Support Questions
Find answers, ask questions, and share your expertise
Announcements
Alert: Welcome to the Unified Cloudera Community. Former HCC members be sure to read and learn how to activate your account here.

AGGREGATE of query is to long

SOLVED Go to solution

AGGREGATE of query is to long

Contributor

Hi,

I am running impala 2.5 on cdh 5.7.3.

I am currently bechmarking a simple query :

 select count(*),`session_id` from flat_table group by `session_id` limit 10;

Here is the results of 'summary' :

+--------------+--------+----------+----------+---------+------------+-----------+---------------+-----------------------------------------+
| Operator     | #Hosts | Avg Time | Max Time | #Rows   | Est. #Rows | Peak Mem  | Est. Peak Mem | Detail                                  |
+--------------+--------+----------+----------+---------+------------+-----------+---------------+-----------------------------------------+
| 04:EXCHANGE  | 1      | 13.63us  | 13.63us  | 10      | 10         | 0 B       | -1 B          | UNPARTITIONED                           |
| 03:AGGREGATE | 6      | 1.11s    | 1.15s    | 60      | 247.06M    | 171.09 MB | 128.00 MB     | FINALIZE                                |
| 02:EXCHANGE  | 6      | 86.76ms  | 92.08ms  | 12.94M  | 247.06M    | 0 B       | 0 B           | HASH(session_id)                |
| 01:AGGREGATE | 6      | 4.07s    | 6.14s    | 12.94M  | 247.06M    | 525.03 MB | 128.00 MB     | STREAMING                               |
| 00:SCAN HDFS | 6      | 337.83ms | 494.40ms | 268.67M | 247.06M    | 145.36 MB | 88.00 MB      | flat_table |
+--------------+--------+----------+----------+---------+------------+-----------+---------------+-----------------------------------------+

We can easily see that most of the time is going into the aggrerate part. And I have a lot of query that have the same botleneck. 

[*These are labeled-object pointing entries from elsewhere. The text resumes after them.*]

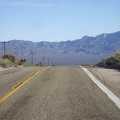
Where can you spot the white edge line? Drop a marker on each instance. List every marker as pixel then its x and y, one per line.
pixel 109 93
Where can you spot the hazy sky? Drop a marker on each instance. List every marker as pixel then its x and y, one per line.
pixel 57 20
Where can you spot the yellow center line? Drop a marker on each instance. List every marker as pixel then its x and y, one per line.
pixel 19 85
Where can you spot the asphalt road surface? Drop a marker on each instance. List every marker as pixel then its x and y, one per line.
pixel 56 93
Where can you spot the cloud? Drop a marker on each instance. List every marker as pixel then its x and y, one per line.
pixel 24 3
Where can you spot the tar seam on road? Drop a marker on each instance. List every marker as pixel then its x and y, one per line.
pixel 109 93
pixel 19 85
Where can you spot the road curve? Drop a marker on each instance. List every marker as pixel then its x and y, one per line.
pixel 59 93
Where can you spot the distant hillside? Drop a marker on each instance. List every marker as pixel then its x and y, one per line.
pixel 101 44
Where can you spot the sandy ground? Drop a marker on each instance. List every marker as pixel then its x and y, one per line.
pixel 109 77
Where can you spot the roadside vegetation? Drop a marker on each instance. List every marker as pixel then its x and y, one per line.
pixel 112 61
pixel 9 60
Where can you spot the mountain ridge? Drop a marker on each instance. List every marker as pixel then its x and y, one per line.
pixel 102 43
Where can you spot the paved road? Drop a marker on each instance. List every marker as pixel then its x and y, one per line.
pixel 59 93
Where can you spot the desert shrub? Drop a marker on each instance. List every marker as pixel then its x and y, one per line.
pixel 113 60
pixel 5 63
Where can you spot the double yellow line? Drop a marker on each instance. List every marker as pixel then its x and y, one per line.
pixel 19 85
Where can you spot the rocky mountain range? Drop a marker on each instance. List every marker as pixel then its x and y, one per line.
pixel 100 44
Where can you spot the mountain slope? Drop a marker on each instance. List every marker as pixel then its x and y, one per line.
pixel 103 43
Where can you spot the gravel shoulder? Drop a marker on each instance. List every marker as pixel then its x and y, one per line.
pixel 109 77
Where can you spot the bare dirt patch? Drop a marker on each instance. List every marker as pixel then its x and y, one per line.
pixel 109 77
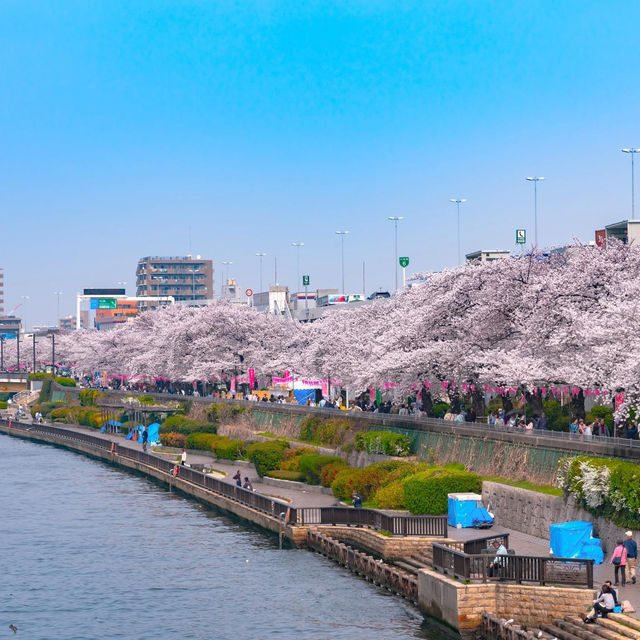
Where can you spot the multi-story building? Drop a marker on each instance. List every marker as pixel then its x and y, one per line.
pixel 184 278
pixel 109 318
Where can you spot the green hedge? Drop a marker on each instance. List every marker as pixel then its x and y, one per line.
pixel 603 487
pixel 386 442
pixel 311 466
pixel 285 474
pixel 330 431
pixel 267 456
pixel 182 424
pixel 427 492
pixel 365 481
pixel 63 381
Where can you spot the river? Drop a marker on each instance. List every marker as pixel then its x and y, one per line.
pixel 90 551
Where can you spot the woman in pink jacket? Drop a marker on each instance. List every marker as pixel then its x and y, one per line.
pixel 619 562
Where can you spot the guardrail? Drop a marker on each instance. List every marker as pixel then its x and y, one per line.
pixel 413 422
pixel 512 568
pixel 432 526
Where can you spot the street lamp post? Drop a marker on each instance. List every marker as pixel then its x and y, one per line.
pixel 297 245
pixel 226 263
pixel 395 220
pixel 261 255
pixel 342 234
pixel 58 294
pixel 535 180
pixel 458 202
pixel 632 152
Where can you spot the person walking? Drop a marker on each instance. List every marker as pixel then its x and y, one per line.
pixel 619 562
pixel 632 555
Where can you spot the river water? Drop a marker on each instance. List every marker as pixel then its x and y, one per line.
pixel 90 551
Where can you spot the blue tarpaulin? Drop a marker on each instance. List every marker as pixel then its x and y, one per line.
pixel 461 507
pixel 574 540
pixel 302 395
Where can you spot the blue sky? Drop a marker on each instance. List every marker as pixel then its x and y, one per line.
pixel 226 128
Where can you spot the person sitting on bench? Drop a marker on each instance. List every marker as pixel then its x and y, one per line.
pixel 496 563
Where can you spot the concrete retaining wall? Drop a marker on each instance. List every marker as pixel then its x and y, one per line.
pixel 533 512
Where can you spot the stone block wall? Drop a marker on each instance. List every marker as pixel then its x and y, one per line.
pixel 532 512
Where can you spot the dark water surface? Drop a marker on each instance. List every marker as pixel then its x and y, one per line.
pixel 89 551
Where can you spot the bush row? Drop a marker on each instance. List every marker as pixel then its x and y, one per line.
pixel 603 487
pixel 386 442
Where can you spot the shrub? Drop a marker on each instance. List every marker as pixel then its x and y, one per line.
pixel 600 411
pixel 220 412
pixel 173 439
pixel 311 466
pixel 329 431
pixel 88 397
pixel 267 456
pixel 427 491
pixel 284 474
pixel 365 481
pixel 202 441
pixel 182 424
pixel 229 449
pixel 387 442
pixel 63 381
pixel 439 409
pixel 603 487
pixel 330 471
pixel 390 496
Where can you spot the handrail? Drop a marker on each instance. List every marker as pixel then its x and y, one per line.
pixel 512 568
pixel 432 526
pixel 423 423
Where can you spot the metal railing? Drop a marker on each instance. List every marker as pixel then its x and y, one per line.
pixel 415 422
pixel 432 526
pixel 512 568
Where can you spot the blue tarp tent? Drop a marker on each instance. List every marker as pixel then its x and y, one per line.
pixel 574 540
pixel 110 423
pixel 302 395
pixel 461 507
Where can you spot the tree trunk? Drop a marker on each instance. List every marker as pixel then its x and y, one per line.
pixel 577 406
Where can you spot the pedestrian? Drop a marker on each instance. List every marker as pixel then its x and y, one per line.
pixel 632 554
pixel 619 562
pixel 603 605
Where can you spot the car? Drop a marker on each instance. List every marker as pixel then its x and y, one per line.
pixel 379 294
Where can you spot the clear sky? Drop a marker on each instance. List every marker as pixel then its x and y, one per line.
pixel 222 128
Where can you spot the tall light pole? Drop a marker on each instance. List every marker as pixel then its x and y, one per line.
pixel 632 152
pixel 297 245
pixel 395 220
pixel 535 180
pixel 226 263
pixel 458 202
pixel 58 293
pixel 24 304
pixel 342 234
pixel 261 255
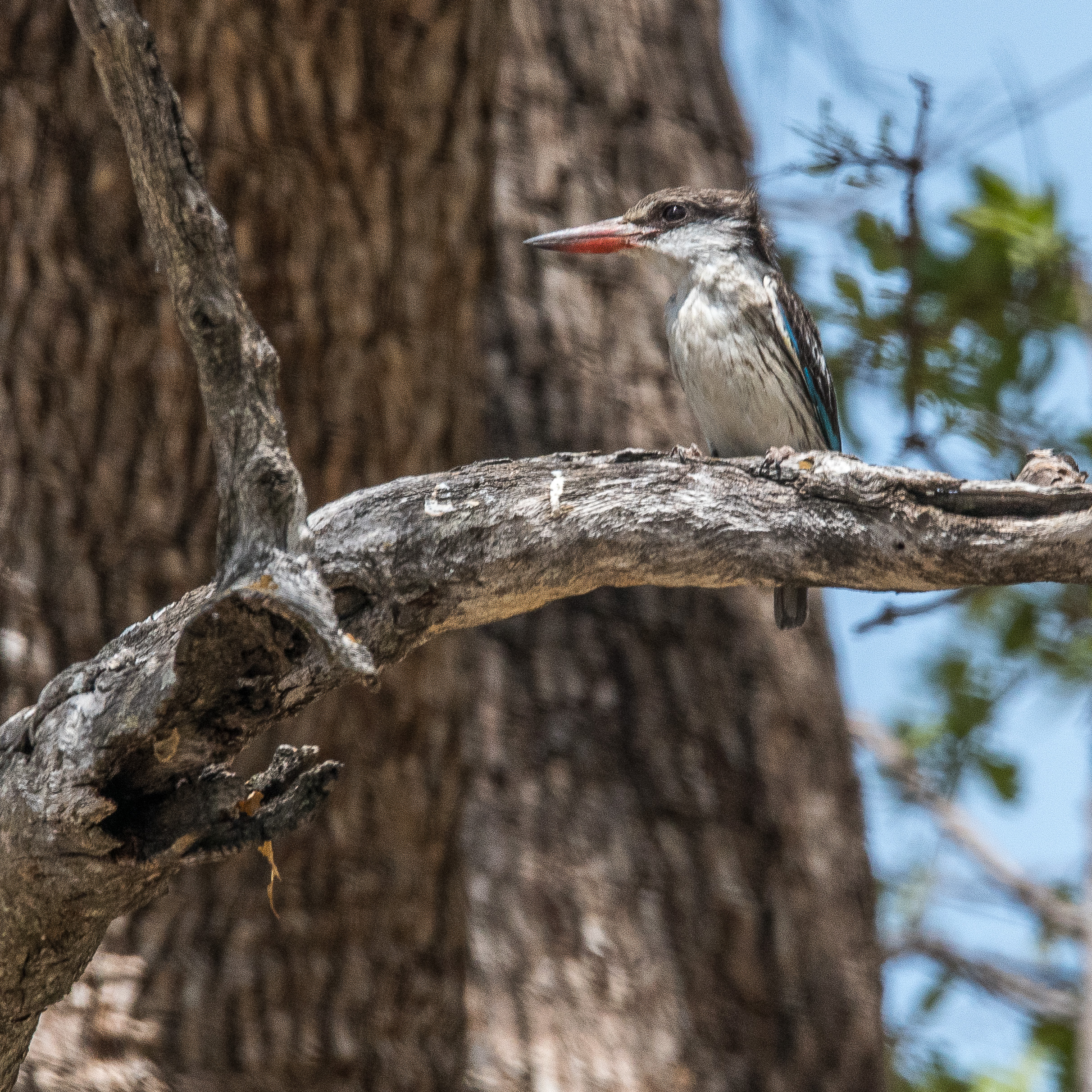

I have control over hardware and  impala configuration. The table is  parquet table, cached in hdfs and with incremental stats for each partition.

Am I missing something or is this expected performances for a query like this?

 

Thanks

1 ACCEPTED SOLUTION

Accepted Solutions

Re: AGGREGATE of query is to long

Master Collaborator

No I don't think you're missing any obvious optimisation. Yes we only use a single core per aggregation per Impala daemon. This is obviously not ideal so we have a big push right now to do full parallelization of every operator.

5 REPLIES 5

Re: AGGREGATE of query is to long

Master Collaborator

It's aggregating 10 million rows per core per second which is within expectations - the main factor affecting performance

 

We are currently working on multi-threaded joins and aggregation, which would increase the level of parallelism available in this case. There were also some improvements to the aggregation in Impala 2.6 (https://issues.cloudera.org/browse/IMPALA-3286) that might improve throughput a bit (I'd guess somewhere between 10% to 80% speedup depending on the input data).

Re: AGGREGATE of query is to long

Contributor

Hi,
I will update to 2.6 over the week end and post the results.
I have 32 cores per hosts available to impala daemon.
If you say that 10 million record are being process in parallel, I guess you imply that only one core is used by host (268M rows/6hosts/4 sec = ~11million).
Is it expected to have only 1 core use per Node ? Did I miss something in the configuration?
Or is it because of the multi-threaded aggregation improvement that you are working on ?
I just want to make sure I didn't miss any obvious optimization.

And just to tell you the column is of type "string".

thanks

Re: AGGREGATE of query is to long

Master Collaborator

No I don't think you're missing any obvious optimisation. Yes we only use a single core per aggregation per Impala daemon. This is obviously not ideal so we have a big push right now to do full parallelization of every operator.

Re: AGGREGATE of query is to long

Contributor
Hi,
I upgraded impala to 2.6. The query aggregation improved by about 15%.
I there a open ticket or an expected release date/version for the "full parallelization" ?

thanks

Re: AGGREGATE of query is to long

Master Collaborator

Thanks for the data point :). 

 

We're tracking the parallelisation work here: https://issues.cloudera.org/browse/IMPALA-3902 . It's probably going to get enabled in phases - we may have parallelisation for aggregations before joins for example.